The Beamlet
After a holiday break, The Beamlet picks up where it left off—with a closer look at the four elements of CTrue™ imaging. Last issue, we considered true position. Here, we review true density and dose.

Like your diagnostic CT scanner or CT Simulator, daily CT images from the Hi·Art System® are acquired helically using a fan-beam with a conventional CT detector mounted on a ring gantry. Fan-beam CT images have significantly less scatter than CT images acquired using a cone beam with a broad flat panel detector. The result is pixel values that can be accurately and consistently converted to density maps, just like a diagnostic CT scanner. This means CTrue images are valuable for more than just guiding patient position.
With the added advantage of an MV beam, CTrue images yield accurate CT numbers regardless of patient size and shape, and even in the presence of high atomic number materials. Furthermore, imaging dose is consistently low (1–3 cGy, depending on slice thickness). With these properties, the images are not only consistent in quality, but are usable for accurate, heterogeneous dose calculation with each fraction*. This opens the door to dose reconstruction and adaptive planning.

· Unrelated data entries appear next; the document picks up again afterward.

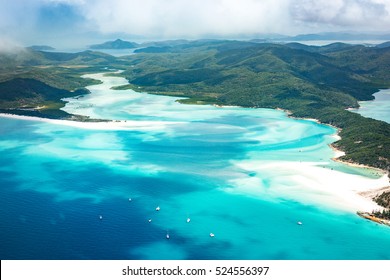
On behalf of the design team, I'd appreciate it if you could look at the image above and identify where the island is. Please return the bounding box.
[0,39,390,223]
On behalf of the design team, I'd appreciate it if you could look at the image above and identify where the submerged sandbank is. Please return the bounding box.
[0,113,182,131]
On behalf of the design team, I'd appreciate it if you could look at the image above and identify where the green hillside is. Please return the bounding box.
[0,40,390,176]
[121,41,390,174]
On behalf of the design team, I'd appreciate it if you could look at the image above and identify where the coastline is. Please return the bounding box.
[0,113,181,131]
[276,108,390,214]
[0,96,390,221]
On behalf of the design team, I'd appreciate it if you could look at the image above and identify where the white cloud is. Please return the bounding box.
[0,0,390,44]
[291,0,390,32]
[73,0,289,37]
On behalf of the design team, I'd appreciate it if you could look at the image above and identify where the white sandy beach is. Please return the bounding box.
[232,161,389,212]
[0,110,390,212]
[0,113,181,131]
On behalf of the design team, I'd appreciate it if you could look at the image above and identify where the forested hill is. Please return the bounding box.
[123,41,390,173]
[0,40,390,173]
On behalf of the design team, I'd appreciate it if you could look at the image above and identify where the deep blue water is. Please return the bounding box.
[0,73,390,259]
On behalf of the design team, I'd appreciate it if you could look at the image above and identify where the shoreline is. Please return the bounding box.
[0,82,390,218]
[0,113,182,131]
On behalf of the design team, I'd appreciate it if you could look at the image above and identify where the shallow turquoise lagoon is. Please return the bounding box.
[0,74,390,259]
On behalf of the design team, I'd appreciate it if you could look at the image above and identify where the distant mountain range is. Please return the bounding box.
[27,45,55,51]
[248,32,390,43]
[89,39,138,50]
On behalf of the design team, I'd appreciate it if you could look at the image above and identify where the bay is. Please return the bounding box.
[0,74,390,259]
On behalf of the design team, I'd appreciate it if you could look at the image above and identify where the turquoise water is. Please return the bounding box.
[351,89,390,123]
[0,75,390,259]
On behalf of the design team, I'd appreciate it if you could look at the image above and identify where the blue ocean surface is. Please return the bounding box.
[0,74,390,260]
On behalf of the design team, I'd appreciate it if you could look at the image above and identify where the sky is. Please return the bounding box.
[0,0,390,48]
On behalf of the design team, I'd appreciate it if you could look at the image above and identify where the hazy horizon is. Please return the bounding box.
[0,0,390,48]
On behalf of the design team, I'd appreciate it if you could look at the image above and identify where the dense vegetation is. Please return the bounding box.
[90,39,138,50]
[0,40,390,177]
[374,192,390,208]
[122,41,390,175]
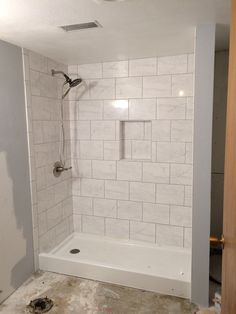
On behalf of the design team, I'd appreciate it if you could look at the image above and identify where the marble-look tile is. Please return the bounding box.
[82,215,105,235]
[117,201,142,220]
[38,212,48,236]
[157,55,188,75]
[89,79,115,99]
[188,53,195,73]
[132,140,152,160]
[116,77,142,99]
[172,73,194,97]
[157,97,186,120]
[78,63,102,79]
[80,141,103,159]
[152,120,170,142]
[186,97,194,120]
[121,121,145,140]
[106,218,129,239]
[73,196,93,215]
[156,184,184,205]
[103,61,128,78]
[184,186,193,206]
[130,221,155,243]
[143,75,171,98]
[171,120,193,142]
[104,141,121,160]
[47,204,63,229]
[93,198,117,218]
[184,228,192,248]
[68,121,90,140]
[104,99,129,120]
[81,178,104,197]
[143,162,170,183]
[156,225,184,247]
[129,58,157,76]
[157,142,185,163]
[129,99,156,120]
[143,203,170,224]
[71,159,92,178]
[73,214,82,232]
[170,164,193,185]
[130,182,155,203]
[92,160,116,179]
[68,64,78,75]
[37,186,55,213]
[105,180,129,200]
[77,100,103,120]
[117,160,142,181]
[91,121,116,140]
[170,205,192,227]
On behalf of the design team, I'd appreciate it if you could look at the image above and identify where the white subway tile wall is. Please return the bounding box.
[24,52,194,258]
[68,54,194,248]
[23,49,73,269]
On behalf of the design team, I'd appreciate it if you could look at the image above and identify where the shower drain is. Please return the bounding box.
[27,297,53,314]
[70,249,80,254]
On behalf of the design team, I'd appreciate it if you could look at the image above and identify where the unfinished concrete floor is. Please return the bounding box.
[0,272,201,314]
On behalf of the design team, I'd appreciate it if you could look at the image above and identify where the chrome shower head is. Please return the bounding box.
[52,69,83,88]
[52,69,83,99]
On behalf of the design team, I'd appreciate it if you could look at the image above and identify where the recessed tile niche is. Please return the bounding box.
[120,120,152,160]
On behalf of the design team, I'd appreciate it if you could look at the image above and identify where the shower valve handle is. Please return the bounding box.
[53,161,72,177]
[56,167,72,172]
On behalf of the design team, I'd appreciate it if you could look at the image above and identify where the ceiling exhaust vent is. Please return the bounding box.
[60,21,102,32]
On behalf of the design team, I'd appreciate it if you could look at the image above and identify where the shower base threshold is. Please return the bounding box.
[39,233,191,298]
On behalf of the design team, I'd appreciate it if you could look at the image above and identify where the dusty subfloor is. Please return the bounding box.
[0,272,202,314]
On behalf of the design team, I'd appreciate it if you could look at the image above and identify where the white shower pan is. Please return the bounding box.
[39,233,191,298]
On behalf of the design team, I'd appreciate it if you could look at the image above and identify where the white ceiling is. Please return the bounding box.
[0,0,230,64]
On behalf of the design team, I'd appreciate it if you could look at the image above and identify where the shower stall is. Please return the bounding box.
[23,50,195,298]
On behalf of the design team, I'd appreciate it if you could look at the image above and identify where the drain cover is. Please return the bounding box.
[70,249,80,254]
[27,297,53,314]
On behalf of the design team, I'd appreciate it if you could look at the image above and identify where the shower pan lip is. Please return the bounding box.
[39,233,191,298]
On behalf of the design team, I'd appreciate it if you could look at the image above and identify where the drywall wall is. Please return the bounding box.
[211,50,229,237]
[0,41,34,302]
[192,24,215,306]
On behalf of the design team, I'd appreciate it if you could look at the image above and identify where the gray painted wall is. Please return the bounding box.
[0,41,34,302]
[211,50,229,237]
[192,24,215,306]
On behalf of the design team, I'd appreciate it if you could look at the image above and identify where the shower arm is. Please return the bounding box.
[52,69,72,84]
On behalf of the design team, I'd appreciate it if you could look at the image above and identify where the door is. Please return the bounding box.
[222,0,236,314]
[0,41,34,303]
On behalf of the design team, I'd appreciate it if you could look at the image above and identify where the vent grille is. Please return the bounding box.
[60,21,101,32]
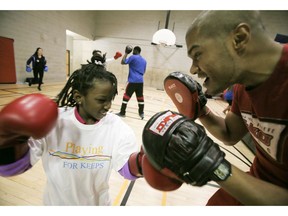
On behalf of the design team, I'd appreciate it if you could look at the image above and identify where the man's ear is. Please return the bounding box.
[233,23,251,55]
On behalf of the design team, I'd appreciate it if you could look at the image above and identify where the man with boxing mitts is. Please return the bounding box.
[117,45,147,119]
[0,94,58,176]
[162,11,288,205]
[0,55,143,206]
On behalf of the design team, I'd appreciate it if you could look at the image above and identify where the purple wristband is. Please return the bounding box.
[0,151,32,177]
[118,161,138,181]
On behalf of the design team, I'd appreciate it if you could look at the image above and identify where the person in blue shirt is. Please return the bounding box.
[117,45,147,119]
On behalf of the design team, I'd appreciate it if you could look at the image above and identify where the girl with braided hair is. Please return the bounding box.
[0,54,140,205]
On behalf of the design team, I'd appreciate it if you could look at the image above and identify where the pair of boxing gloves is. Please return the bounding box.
[0,72,231,191]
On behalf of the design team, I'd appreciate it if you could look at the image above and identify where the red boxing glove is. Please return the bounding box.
[0,93,58,149]
[142,154,183,191]
[114,52,122,60]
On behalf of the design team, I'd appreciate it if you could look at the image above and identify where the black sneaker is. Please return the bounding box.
[116,113,125,118]
[139,113,144,120]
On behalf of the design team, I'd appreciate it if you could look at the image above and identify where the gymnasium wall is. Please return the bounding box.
[0,10,288,89]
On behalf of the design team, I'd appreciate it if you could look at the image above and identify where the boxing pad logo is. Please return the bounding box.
[149,111,182,136]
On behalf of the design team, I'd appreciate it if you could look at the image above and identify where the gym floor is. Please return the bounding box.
[0,80,254,206]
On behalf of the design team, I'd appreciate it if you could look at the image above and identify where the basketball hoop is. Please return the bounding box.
[152,29,176,46]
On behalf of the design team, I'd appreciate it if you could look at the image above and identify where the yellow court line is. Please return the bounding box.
[113,179,129,206]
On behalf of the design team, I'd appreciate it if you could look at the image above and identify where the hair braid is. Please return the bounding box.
[55,55,118,107]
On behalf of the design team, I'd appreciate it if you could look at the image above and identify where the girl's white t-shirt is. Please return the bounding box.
[29,108,139,205]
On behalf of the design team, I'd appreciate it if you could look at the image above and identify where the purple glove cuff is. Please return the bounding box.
[0,151,32,177]
[118,161,138,181]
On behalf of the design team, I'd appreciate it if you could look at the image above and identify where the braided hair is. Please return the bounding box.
[55,56,118,107]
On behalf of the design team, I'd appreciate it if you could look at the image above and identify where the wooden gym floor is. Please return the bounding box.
[0,80,254,206]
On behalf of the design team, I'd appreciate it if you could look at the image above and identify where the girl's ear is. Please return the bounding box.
[73,90,82,104]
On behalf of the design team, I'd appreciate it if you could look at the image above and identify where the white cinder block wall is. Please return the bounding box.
[0,10,288,89]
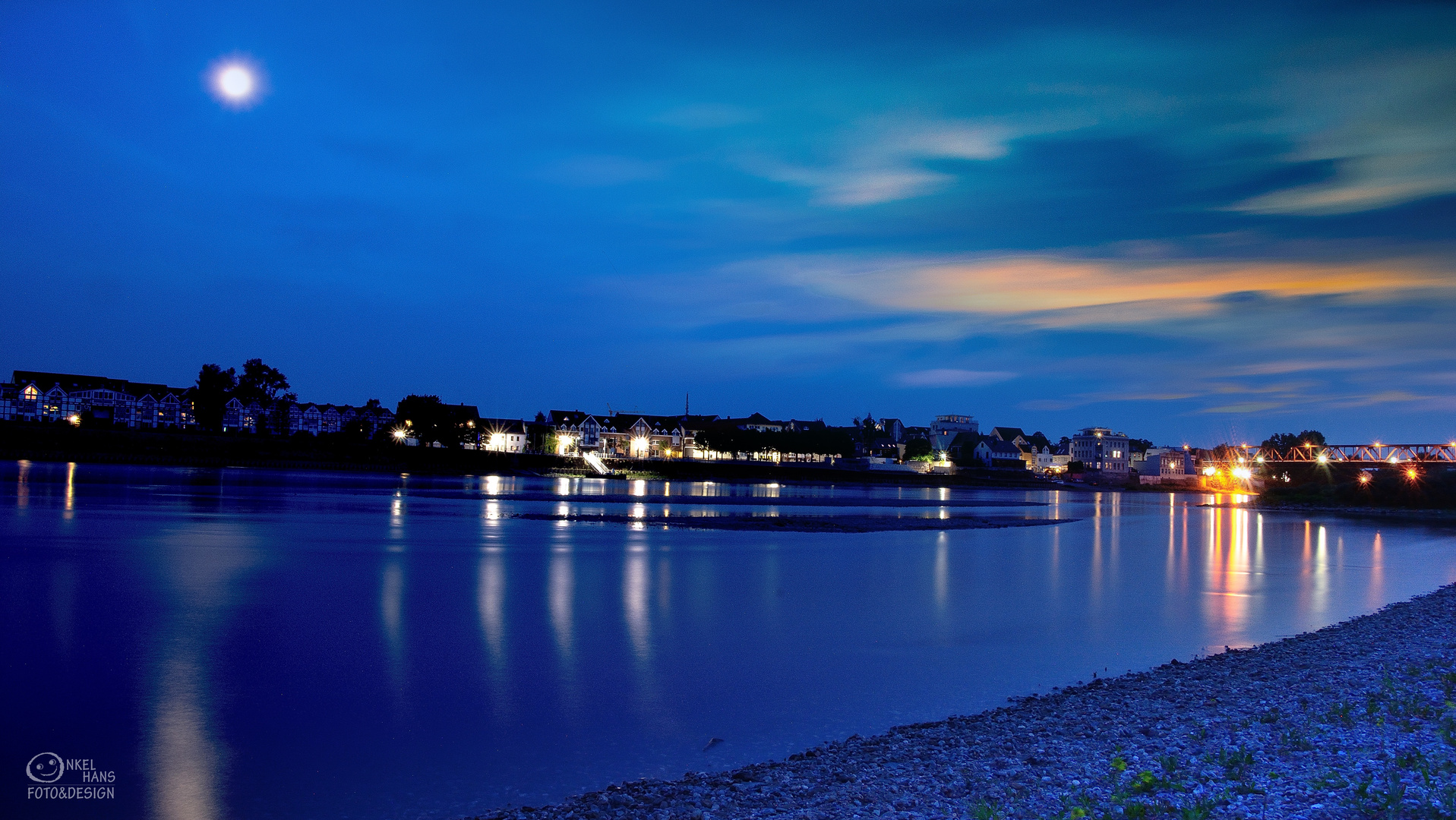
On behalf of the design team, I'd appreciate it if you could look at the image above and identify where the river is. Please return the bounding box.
[0,462,1456,820]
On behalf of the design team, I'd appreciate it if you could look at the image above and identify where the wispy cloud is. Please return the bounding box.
[744,116,1018,207]
[764,255,1456,326]
[545,156,670,187]
[897,367,1016,387]
[654,102,759,131]
[1233,51,1456,216]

DVHs showing first day of treatment (left) and three weeks into treatment (right). Solid lines = orgininal planned dose; dashed lines = dose calculated on daily MVCT.

Planned vs. delivered dose.
Increase in delivered dose (10%)
due to weight loss over
three weeks of treatment.
As a TomoTherapy® user with our new Planned Adaptive™ software, you can calculate the dose delivered to the patient quickly using any of the daily CTs used for IGRT. This can serve as a dosimetric quality assurance measure of the patient’s anatomic changes, and allows for efficient adaptive planning should those changes be significant enough to warrant a new treatment plan.
*The use of megavoltage CT (MVCT) images for dose recomputations, K. Langen, et al, Phys. Med. Biol. 50 (2005) 4259–4276
Note: This is the second of three Beamlets that will address key points from our ASTRO introduction of CTrue. The last issue in the series will address true delivery.